Бахметьев про себя хмыкнул – нет ничего более неловкого, чем вот эти все выяснения по телефону. Его Лена тоже любила задать какой-нибудь вопрос, на первый взгляд невинный, но почему-то отвечать на него при всех было ужасно неприятно. А Лена, как назло, повторяла вопрос и повторяла, а потом еще и спрашивала: «Тебе что, неудобно со мной разговаривать? А ты вообще где?» Олег поморщился – ему стало жаль женщину, которая никак не может отвязаться от телефонного собеседника. А то, что это именно мужчина для нее не посторонний, было очевидно. С друзьями и подругами разговаривают лихо, их обрывают на полуслове, не заботясь, обидятся они или нет.
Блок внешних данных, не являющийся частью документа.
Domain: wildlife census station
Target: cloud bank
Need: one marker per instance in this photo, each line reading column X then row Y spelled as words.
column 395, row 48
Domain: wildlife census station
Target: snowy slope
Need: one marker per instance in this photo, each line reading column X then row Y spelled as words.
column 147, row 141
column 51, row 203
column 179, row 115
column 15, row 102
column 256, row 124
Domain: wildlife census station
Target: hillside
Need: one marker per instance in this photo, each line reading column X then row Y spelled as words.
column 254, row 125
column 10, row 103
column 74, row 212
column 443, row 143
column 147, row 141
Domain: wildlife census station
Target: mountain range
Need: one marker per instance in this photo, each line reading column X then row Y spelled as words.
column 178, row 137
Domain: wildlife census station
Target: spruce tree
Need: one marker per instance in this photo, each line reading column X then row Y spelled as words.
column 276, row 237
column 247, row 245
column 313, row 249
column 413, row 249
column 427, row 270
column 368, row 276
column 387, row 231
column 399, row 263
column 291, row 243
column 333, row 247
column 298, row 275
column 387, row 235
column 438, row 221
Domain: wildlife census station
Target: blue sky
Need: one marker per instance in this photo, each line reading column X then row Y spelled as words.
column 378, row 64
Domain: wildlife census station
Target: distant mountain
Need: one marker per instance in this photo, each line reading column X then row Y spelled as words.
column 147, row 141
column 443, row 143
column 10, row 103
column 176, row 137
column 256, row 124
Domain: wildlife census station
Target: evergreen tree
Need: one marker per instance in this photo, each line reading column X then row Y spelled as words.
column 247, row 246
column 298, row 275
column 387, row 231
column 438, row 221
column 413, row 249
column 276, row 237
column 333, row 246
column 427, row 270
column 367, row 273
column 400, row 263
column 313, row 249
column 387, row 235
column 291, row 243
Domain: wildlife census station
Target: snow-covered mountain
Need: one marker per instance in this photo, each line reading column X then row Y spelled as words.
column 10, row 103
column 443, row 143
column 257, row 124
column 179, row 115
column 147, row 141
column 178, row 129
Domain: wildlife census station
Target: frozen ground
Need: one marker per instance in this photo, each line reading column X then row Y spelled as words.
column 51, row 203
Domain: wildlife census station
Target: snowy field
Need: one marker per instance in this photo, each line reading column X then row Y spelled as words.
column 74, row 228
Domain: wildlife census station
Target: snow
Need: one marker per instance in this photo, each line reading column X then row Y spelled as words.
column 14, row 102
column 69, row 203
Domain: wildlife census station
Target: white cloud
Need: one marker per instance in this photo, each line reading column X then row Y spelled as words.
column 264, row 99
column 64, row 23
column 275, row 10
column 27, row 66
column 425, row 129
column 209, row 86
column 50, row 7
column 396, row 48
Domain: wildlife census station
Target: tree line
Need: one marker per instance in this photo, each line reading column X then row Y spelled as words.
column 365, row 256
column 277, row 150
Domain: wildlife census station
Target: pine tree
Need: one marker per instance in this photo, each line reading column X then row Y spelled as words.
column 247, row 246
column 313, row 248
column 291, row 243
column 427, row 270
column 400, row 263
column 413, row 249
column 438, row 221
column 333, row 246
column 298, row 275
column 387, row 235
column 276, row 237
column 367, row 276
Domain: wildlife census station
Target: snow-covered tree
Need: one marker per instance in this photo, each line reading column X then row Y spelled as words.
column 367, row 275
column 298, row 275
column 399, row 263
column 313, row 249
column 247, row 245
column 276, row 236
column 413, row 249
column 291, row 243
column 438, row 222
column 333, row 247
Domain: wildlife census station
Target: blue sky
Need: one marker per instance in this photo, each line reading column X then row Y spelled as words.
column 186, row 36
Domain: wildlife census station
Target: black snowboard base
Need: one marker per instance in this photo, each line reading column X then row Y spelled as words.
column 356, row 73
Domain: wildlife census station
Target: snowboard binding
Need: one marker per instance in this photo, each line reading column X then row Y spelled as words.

Бахметьев поерзал и осторожно наклонился в проход – ему хотелось рассмотреть говорившую. Но в это время кто-то вскрикнул, возникло небольшое оживление. Кто-то охал, кто-то говорил. Выглянув из-за спинки впереди стоящего кресла, Бахметьев увидел, как кто-то протягивает салфетку худенькой женщине, а она пытается стянуть с себя свитер. Свитер узкий, а потому, раздеваясь, женщина невольно обнажила загорелый подтянутый живот, потом появилась белая футболка, которая тоже угрожающе полезла вверх. Наконец свитер был снят, и Бахметьев увидел узкие бедра, обтянутые темными джинсами, тонкую талию, аккуратную высокую грудь. Рыжие волосы женщины немного растрепались, и она пыталась их пригладить. Наконец она села на свое место, подняла ладони к пунцовым щекам и… улыбнулась. Улыбка была смущенная и одновременно лукавая. «Черт, какая!» – подумал Бахметьев и тут же остолбенел, глядя во все глаза. Так он просидел несколько секунд, а потом с проворностью краба спрятался в своем углу. Просидев так неподвижно, Олег медленно-медленно, почти по-пластунски, перебрался на пустующее соседнее место. «Вот только этого не хватало!» – с тоской подумал он, понимая, что от хорошего настроения ничего не осталось.